There were a total of 11 finalists in the competition series for 3rd–9th-graders. There were two winners in the series for two different age groups: Asiya Yousfi from the Maatulli Comprehensive School in Helsinki won the series for 7th–9th-graders, and Anni Nikkinen, Aina Finell and Eero Lampinen from Helsingin Suomalainen Yhteiskoulu (SYK) won the series for 3rd–6th-graders. Both prizes are worth €1,000.
Asiya Yousfi studied the epidemiology of gliomas in the winning project. Gliomas are brain tumors caused by mutations in the glial cells that cause the cells to overgrow. Yousfi studied the prevalence and treatment of gliomas in Finland and Sweden, as well as differences in disease incidence by gender, age group and place of residence.
In Western Finland, the prevalence of gliomas was significantly higher than in Eastern Finland. In Jämtland, Sweden, women have a higher incidence of gliomas than men. This result is directly opposite to the results found elsewhere in the Nordic countries.

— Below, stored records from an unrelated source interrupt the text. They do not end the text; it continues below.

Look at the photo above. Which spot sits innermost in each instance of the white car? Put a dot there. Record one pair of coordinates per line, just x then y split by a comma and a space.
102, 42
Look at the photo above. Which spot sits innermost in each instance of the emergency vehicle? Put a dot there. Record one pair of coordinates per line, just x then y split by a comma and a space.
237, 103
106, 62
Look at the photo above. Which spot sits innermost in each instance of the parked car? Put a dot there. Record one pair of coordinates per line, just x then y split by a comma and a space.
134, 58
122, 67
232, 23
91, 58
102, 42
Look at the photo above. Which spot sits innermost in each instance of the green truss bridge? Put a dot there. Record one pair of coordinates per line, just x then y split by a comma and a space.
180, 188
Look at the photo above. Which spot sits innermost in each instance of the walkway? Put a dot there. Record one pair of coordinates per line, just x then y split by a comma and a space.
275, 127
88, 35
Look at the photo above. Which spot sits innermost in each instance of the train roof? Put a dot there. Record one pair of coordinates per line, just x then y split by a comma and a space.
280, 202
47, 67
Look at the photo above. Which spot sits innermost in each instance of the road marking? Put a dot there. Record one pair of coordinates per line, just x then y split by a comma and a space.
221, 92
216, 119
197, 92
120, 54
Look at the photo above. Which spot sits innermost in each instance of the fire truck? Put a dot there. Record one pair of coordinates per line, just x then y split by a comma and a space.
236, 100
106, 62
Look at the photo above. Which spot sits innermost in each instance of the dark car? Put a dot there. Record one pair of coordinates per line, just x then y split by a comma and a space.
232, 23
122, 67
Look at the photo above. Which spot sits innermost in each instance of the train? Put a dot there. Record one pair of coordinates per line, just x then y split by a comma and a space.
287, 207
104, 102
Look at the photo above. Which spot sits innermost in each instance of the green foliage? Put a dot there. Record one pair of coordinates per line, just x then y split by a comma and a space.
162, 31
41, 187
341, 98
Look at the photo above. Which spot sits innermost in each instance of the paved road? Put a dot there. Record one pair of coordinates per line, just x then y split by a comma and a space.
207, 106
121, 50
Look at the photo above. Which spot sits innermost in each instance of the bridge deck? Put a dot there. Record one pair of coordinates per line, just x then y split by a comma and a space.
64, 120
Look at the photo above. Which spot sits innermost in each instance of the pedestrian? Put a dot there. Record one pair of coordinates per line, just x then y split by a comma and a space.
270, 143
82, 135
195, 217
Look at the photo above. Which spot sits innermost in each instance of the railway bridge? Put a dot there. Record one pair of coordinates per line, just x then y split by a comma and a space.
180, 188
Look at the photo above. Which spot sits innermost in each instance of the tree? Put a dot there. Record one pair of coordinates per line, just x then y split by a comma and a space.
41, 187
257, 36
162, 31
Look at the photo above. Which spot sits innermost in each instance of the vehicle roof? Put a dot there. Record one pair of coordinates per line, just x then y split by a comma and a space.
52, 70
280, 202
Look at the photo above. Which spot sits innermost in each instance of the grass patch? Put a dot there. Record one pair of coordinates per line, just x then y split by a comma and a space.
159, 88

Yousfi has previously won the TuKoKe competition’s series for younger students (3rd–6th-graders) three times. Last year, Yousfi studied artificial intelligence.
“My previous project was so strongly linked to intelligence and neural networks that I decided to study the brain this time,” Yousfi says.
Anni Nikkinen, Aina Finell and Eero Lampinen won a prize for their project ”Luetaan! Miten herättää viides- ja kuudesluokkalaisten lukuinto kotona, koulussa ja kirjastossa?”, which translates as “Let’s read! How to get fifth and sixth-graders interested in reading at home, at school and in the library?”. Leena Paasio-Leimola acted as the instructor for the project.
The project is very topical. In the 2018 Pisa survey, Finnish 15-year-olds had the best reading skills in all of the OECD countries, but in the latest Pisa survey in 2022, they ranked only 14th.
In their project, Nikkinen, Lampinen and Finell present 27 ways to get 11–13 year-olds to read more. The best way to get children to read more in libraries is to organize library cafés. At home, treats and reading together with the family in the evening were proven to be the most effective. At school, the best way to get students to read was to hold reading classes. Taking trips to locations where books take place in, for example, may also inspire children and young people to read more.
The competition series for the youngest students (children in pre-primary education and on the 1st and 2nd grade) was won by a pre-primary education group from the Kirkonkylä school in Taipalsaari. The children focused on mathematics in their project, measuring things like trees, the depth of puddles, snow and how much food pets eat. They also counted how many days it is until Christmas.
The entry from Taipalsaari was the only finalist in the series. The prize is worth €300.
The jury interviews the finalists in the closing event of the TuKoKe competition. Teekkarituomaristo (Jury of Engineering Students) is part of the 2024 Aalto-Helsinki iGEM team.
“Talking to young people about their projects has been inspiring, and being able to support young talent has been a real pleasure,” says the jury.
TuKoKe cooperates with the STEK Electricity competition (STEK Sähkökisa) and the European Space Agency ESA’s Climate Detectives project. The prizes for these competitions, as well for the Foundation for Finnish Inventions, were also awarded at the TuKoKe closing event on 17 April.
You can view the finalist entries in a virtual exhibition here
Tutki-Kokeile-Kehitä 2024
- A science, technology and invention competition for 4–20-year-olds.
- The goal is to encourage children and young people to do science and conduct technology projects with a research-based approach.
- The competition is organized annually by Academic Engineers and Architects in Finland TEK and Development Centre Opinkirjo.
- A total of 151 entries were submitted by the deadline of 1 February 2024. The jury selected 34 entries for the finals among those submitted. Participants can work alone or in a group. There were a total 81 finalists from all over Finland.